What changes, and what should change, when the economic, public, and political costs of these leftovers, unintended consequences and contaminants of globalization outgrow and overcome the accumulated benefits of their original projects?

This is a way of asking how, and to what extent, have we been valuing the systematic production of these REMNANTS of industrialization cum modernization cum globalization? – thus shifting the ground of discussion from mere technocratic, positivist, and otherwise discursively blindered and largely economic bases towards a yet undefined but more systemic, holistic, potentially Anthropocene ethics of public discourse.

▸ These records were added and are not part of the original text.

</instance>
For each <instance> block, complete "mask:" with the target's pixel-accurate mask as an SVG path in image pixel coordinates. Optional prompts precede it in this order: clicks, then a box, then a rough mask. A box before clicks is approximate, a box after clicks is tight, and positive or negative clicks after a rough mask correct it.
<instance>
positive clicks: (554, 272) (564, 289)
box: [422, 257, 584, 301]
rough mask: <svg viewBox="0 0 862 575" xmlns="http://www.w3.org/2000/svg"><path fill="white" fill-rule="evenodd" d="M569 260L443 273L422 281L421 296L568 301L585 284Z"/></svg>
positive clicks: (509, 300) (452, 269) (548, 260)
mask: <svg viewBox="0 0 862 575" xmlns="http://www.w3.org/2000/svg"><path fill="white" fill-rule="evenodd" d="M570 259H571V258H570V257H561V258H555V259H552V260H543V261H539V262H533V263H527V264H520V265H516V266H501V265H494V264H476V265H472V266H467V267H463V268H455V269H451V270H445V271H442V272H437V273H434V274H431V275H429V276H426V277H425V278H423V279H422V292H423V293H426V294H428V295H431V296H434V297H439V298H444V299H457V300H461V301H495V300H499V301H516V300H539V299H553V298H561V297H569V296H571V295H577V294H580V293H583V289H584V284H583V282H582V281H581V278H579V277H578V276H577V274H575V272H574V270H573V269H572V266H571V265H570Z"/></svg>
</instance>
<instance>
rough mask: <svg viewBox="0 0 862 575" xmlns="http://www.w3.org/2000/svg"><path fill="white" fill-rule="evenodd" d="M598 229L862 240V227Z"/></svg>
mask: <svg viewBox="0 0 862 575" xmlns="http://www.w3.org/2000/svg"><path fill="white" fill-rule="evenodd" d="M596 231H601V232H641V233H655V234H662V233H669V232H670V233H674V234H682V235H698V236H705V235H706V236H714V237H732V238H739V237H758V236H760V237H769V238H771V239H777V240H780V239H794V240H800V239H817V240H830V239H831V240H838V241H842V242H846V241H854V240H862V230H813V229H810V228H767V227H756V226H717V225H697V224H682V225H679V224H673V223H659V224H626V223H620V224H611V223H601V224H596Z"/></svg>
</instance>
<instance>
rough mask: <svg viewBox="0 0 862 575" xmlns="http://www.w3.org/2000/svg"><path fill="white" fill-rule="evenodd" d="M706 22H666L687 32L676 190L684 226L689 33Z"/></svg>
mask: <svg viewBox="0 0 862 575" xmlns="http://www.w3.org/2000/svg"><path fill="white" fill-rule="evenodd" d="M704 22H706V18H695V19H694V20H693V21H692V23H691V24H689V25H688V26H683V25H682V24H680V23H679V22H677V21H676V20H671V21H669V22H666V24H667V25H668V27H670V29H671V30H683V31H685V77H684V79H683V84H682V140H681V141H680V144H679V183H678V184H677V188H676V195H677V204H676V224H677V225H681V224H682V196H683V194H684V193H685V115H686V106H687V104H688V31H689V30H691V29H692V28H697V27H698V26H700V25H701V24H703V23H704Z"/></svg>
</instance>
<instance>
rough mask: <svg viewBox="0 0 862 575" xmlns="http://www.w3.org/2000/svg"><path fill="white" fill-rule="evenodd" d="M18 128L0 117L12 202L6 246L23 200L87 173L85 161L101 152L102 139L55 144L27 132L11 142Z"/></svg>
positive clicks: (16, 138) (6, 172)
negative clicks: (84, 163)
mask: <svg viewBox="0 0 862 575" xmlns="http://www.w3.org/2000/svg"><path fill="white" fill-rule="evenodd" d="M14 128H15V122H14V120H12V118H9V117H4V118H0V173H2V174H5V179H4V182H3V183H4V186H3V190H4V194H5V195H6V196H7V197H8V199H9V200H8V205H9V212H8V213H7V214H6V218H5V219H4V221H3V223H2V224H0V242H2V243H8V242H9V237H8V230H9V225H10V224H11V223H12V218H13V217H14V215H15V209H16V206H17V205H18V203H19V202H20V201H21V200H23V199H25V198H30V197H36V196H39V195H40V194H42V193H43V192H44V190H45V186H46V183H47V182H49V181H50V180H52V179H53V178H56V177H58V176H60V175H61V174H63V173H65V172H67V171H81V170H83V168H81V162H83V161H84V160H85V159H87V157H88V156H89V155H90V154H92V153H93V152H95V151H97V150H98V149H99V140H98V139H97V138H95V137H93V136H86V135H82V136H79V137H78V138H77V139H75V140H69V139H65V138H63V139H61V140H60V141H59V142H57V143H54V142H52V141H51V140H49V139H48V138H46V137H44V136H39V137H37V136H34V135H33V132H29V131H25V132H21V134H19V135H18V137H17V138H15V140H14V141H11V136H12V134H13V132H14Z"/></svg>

This would be a DISCOURSE OF ENGAGEMENT with the evidence of gross maldistribution of the costs and benefits of the expansion of the neoliberal world economic culture system of globalization, now in a phase of trending toward authoritarian capitalism (over and against declining social democratic capitalism).

In this way, RESIDUES OF HARM, EJ/CJ’s program for 2018-2019, seeks to highlight questions of environmental and climate justice in the study of our changing cultural-economic life in 21st Century.

RESIDUES OF HARM will present globally diverse viewpoints on questions relating to the scientific and social visibility of environmental harm: Where do such residues tend to register and how should researchers and public intellectuals seek out and interpret their impacts on human bodies, the myriad species and their environments, and the manifold structural responses they engender, for example in emergent environmental and climate governance, policy, climate action plans, and social movements for environmental and climate justice?

LEFTOVERS FROM MYRIAD PRODUCTIVE HUMAN ACTIVITIES, contaminants are released into global environments at every tail pipe, cooling tower, tailing pile, effluent pond, industrial forest fire, drained and burned peat bog, chemical factory, and leaking natural gas well – not to mention releases from the positive feedbacks of global warming already visible in the melting Arctic ices and the dark, heat-absorbing seas they expose, the melting of methane clathrates and permafrosts, the depletion of carbon soils, etc. etc., unto the ends of the earth.

THE RESIDUES WHOSE TRACES WE SEEK OUT and interrogate in this series have dynamic political implications, not least because of the unpaid social and environmental costs they generate, but additionally and perhaps even more consequentially because of the incalculable (i.e., non-economically measurable) human suffering they produce, for example in child cancer clusters, climate refugees associated with shifting monsoons, weather patterns, and shifting or diminishing growing seasons.